## What is the Lognormal Distribution?

The lognormal distribution is a continuous probability distribution that models right-skewed data. The shape of the lognormal distribution is comparable to the Weibull and loglogistic distributions.

Statisticians use this distribution to model growth rates that are independent of size, which frequently occurs in biology and financial areas. It also models time to failure in reliability studies, rainfall amounts, species abundance, and the number of moves in chess games. Read my post to see how it models global income distributions. In my post about how to identify the distribution of your data, I discover that the lognormal distribution provides the best fit to my data for the body fat percentages of middle school girls.

As the name implies, the lognormal distribution is related to logs and the normal distribution. Let’s see how that works!

If your data follows a lognormal distribution and you transform it by taking the natural log of all values, the new values will fit a normal distribution. In other words, when your variable X follows a lognormal distribution, Ln(X) fits a normal distribution. Hence, you take the logs and get a normal distribution . . . lognormal.

You can exponentiate a normal distribution (exp (X)) to obtain the lognormal distribution. In this manner, you can transform back and forth between pairs of related lognormal and normal distributions.

The sum of many independent and identically distributed (IID) variables frequently produces a normal distribution. However, the product of many IID variables creates a lognormal distribution. Consider the following to understand why:

If y = x1x2x3, then ln(y) = ln(x1) + ln(x2) + ln(x3)

Because of the multiplication process behind lognormal distributions, the geometric mean can be a better measure of central tendency than the arithmetic mean for this distribution.

## Lognormal Distribution Parameters

There are several ways to parameterize the lognormal distribution. I’ll use the location, scale, and threshold parameters. The values of the location and scale parameters relate to the normal distribution that the log-transformed data follow, which statisticians also refer to as the logged distribution.
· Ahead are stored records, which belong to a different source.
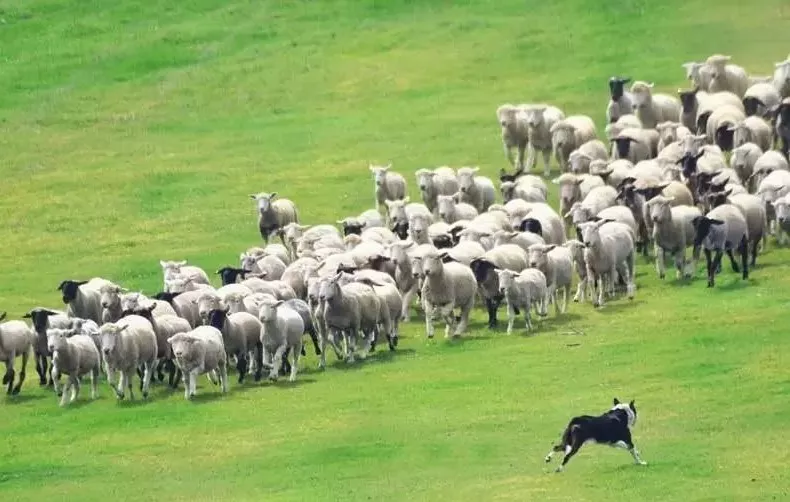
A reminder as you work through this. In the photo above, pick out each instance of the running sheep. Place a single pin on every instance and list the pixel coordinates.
(197, 352)
(525, 290)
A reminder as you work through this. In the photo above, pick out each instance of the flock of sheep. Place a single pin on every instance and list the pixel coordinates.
(664, 181)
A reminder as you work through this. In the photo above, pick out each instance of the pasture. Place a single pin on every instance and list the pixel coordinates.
(134, 131)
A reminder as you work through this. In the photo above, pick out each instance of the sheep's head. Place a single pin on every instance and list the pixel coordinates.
(539, 255)
(57, 339)
(379, 174)
(506, 279)
(231, 275)
(616, 87)
(40, 318)
(70, 289)
(110, 334)
(264, 201)
(466, 179)
(111, 296)
(660, 208)
(643, 93)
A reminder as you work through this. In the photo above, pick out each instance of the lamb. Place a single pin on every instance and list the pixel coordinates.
(127, 345)
(636, 144)
(540, 120)
(240, 335)
(574, 188)
(556, 265)
(760, 99)
(621, 102)
(783, 126)
(652, 109)
(83, 298)
(579, 159)
(447, 286)
(523, 291)
(612, 173)
(16, 339)
(43, 319)
(753, 209)
(274, 215)
(349, 309)
(271, 267)
(476, 190)
(608, 245)
(74, 355)
(752, 130)
(670, 132)
(699, 74)
(367, 219)
(527, 187)
(727, 77)
(451, 209)
(200, 351)
(515, 133)
(723, 228)
(541, 219)
(440, 181)
(179, 269)
(743, 158)
(389, 185)
(569, 134)
(781, 208)
(506, 256)
(673, 232)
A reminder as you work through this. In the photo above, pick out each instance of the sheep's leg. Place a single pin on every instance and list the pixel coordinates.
(95, 382)
(295, 364)
(278, 360)
(429, 309)
(660, 261)
(511, 317)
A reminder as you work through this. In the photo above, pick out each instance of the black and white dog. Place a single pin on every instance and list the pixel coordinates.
(612, 428)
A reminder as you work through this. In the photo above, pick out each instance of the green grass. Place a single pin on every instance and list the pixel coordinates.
(133, 131)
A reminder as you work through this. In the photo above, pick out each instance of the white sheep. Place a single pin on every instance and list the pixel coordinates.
(569, 134)
(83, 298)
(127, 345)
(556, 264)
(389, 185)
(274, 215)
(515, 133)
(726, 77)
(16, 339)
(609, 245)
(440, 181)
(179, 269)
(760, 99)
(722, 229)
(752, 130)
(524, 291)
(451, 208)
(621, 102)
(476, 190)
(673, 233)
(654, 108)
(197, 352)
(579, 159)
(540, 119)
(74, 355)
(447, 286)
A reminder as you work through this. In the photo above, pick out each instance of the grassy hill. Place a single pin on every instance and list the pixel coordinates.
(133, 131)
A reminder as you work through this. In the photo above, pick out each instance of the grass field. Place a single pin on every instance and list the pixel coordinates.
(133, 131)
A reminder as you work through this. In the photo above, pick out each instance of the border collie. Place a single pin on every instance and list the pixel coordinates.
(612, 428)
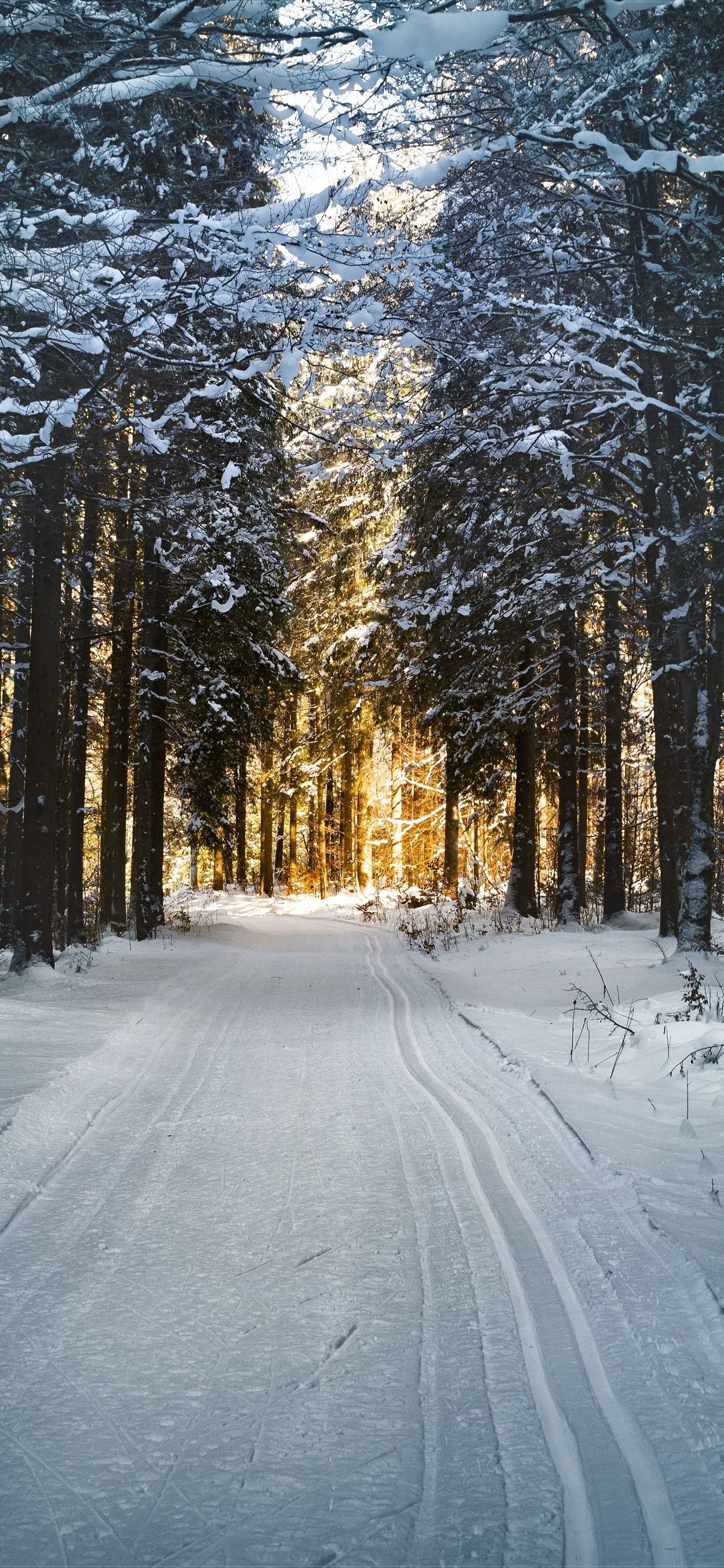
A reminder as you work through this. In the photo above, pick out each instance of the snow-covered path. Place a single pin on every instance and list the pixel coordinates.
(320, 1280)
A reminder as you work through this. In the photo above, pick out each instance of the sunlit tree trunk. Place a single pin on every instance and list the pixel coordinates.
(613, 819)
(584, 753)
(267, 825)
(521, 896)
(118, 709)
(219, 863)
(240, 814)
(79, 730)
(452, 825)
(35, 913)
(349, 808)
(568, 772)
(397, 799)
(151, 764)
(365, 741)
(19, 720)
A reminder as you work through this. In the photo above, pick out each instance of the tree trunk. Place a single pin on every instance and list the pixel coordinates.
(151, 766)
(117, 730)
(329, 835)
(584, 756)
(397, 800)
(452, 825)
(267, 827)
(219, 863)
(613, 817)
(240, 816)
(16, 760)
(311, 835)
(79, 730)
(568, 774)
(292, 800)
(279, 836)
(365, 742)
(521, 894)
(347, 808)
(35, 918)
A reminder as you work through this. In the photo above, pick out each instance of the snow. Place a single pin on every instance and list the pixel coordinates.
(315, 1248)
(427, 37)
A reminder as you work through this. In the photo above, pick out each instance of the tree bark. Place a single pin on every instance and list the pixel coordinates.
(452, 825)
(79, 726)
(568, 901)
(613, 816)
(151, 764)
(19, 720)
(35, 918)
(584, 755)
(117, 728)
(347, 808)
(240, 816)
(219, 863)
(397, 799)
(267, 827)
(521, 894)
(365, 742)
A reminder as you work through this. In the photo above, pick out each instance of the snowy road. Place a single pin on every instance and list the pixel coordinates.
(320, 1279)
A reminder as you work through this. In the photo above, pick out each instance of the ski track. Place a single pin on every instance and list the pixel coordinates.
(326, 1324)
(656, 1504)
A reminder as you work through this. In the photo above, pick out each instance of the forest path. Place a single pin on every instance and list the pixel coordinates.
(311, 1288)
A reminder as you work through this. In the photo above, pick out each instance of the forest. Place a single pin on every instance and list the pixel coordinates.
(363, 459)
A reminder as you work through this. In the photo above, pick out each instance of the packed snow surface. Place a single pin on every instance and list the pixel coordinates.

Specifically, when you have a normal distribution with the mean of µ and a standard deviation of σ, the lognormal distribution uses these values as its location and scale parameters, respectively.

### Threshold Parameter

The threshold parameter defines the minimum value in a lognormal distribution. All values must be greater than the threshold. Therefore, negative threshold values let the distribution handle both positive and negative values. Zero allows the distribution to contain only positive values.

When you hold the location and scale parameters constant, the threshold shifts the distribution left and right, as shown below.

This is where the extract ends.